Ok but how does this stack up against Amazon EMR? Well Amazon EMR is likely the cheapest per instance option we’ll discuss. What Amazon EMR does really well is burst computing for jobs that you need run right now. You will need to build security into amazon. If you already have staff that is seasoned in how to do it correctly in Amazon this isn’t an issue. You can’t simulate the CDP SDX security/lineage layer as all the security tools for the cluster are missing in EMR image. To compete with the CDP option described above you’ll have to also construct a data lake and find a way to track lineage/security. This is where there is a lot more hands on grunt work as you have to build out the infrastructure that is just there when you use CDP. When you use EMR you can also use it to setup permanent clusters, they are just more work to maintain, because they have no UI for hadoop management. You can train developers on how to submit jobs to EMR directly, wind them up and let them go. In my experience this can be problematic. They’re is a certain breed of developers that Can’t see the forest for the trees. They’ll copy & paste code and configuration that can actually end up costing you dearly as they button mash your Amazon bill into oblivion. Yes, they’re are absolutely controls in Amazon to help you handle this type of situation. I would prefer the approach of providing them with what they’re allowed to use instead of having them experiment. I believe it’s a better user experience to hand them what they can use, instead of giving killing their job.

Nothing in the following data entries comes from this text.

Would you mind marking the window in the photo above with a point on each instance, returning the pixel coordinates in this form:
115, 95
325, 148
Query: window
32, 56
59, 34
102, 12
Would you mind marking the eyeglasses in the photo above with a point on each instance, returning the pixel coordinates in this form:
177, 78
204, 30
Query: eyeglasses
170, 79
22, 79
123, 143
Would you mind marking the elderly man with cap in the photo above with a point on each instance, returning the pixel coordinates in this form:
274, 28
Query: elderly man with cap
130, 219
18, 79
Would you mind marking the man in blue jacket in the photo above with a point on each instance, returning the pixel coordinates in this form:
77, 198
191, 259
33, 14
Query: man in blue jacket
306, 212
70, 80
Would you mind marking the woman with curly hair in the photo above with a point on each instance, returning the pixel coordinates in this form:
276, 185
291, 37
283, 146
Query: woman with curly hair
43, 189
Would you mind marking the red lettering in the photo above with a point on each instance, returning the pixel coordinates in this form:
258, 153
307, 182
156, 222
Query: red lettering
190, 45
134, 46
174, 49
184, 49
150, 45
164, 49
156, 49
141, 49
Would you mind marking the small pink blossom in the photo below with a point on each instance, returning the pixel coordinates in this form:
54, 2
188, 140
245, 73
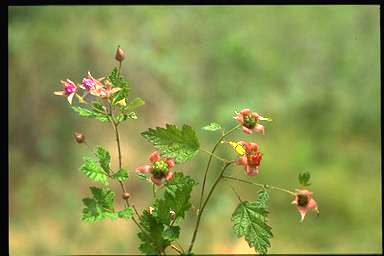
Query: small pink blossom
249, 120
144, 168
69, 91
160, 168
304, 201
251, 158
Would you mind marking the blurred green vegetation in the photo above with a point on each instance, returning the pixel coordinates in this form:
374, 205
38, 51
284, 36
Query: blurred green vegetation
313, 69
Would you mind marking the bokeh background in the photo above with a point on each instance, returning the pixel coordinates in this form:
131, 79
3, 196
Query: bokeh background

Ok well if EMR isn’t the right call what is the right call? Well there’s nothing stopping you from building your own clusters on Amazon. If you have a trusted advisor that can effectively rebuild CDP on EC2. This may be a better options for larger customers that have full time dedicated staff, for administration of hadoop. You will spend a lot of money on “grunt work” but you can make exactly what you need. (On an per instance basis this will be more expensive than Amazon EMR and cheaper than CDP.) This option definitely requires seasoned staff and should only be attempted with experts you trust. Do not attempt this with a rookie team, it will be painful. No matter what they tell you. I have totally gone down this road before and I think it’s completely manageable, just requires a level of expertise.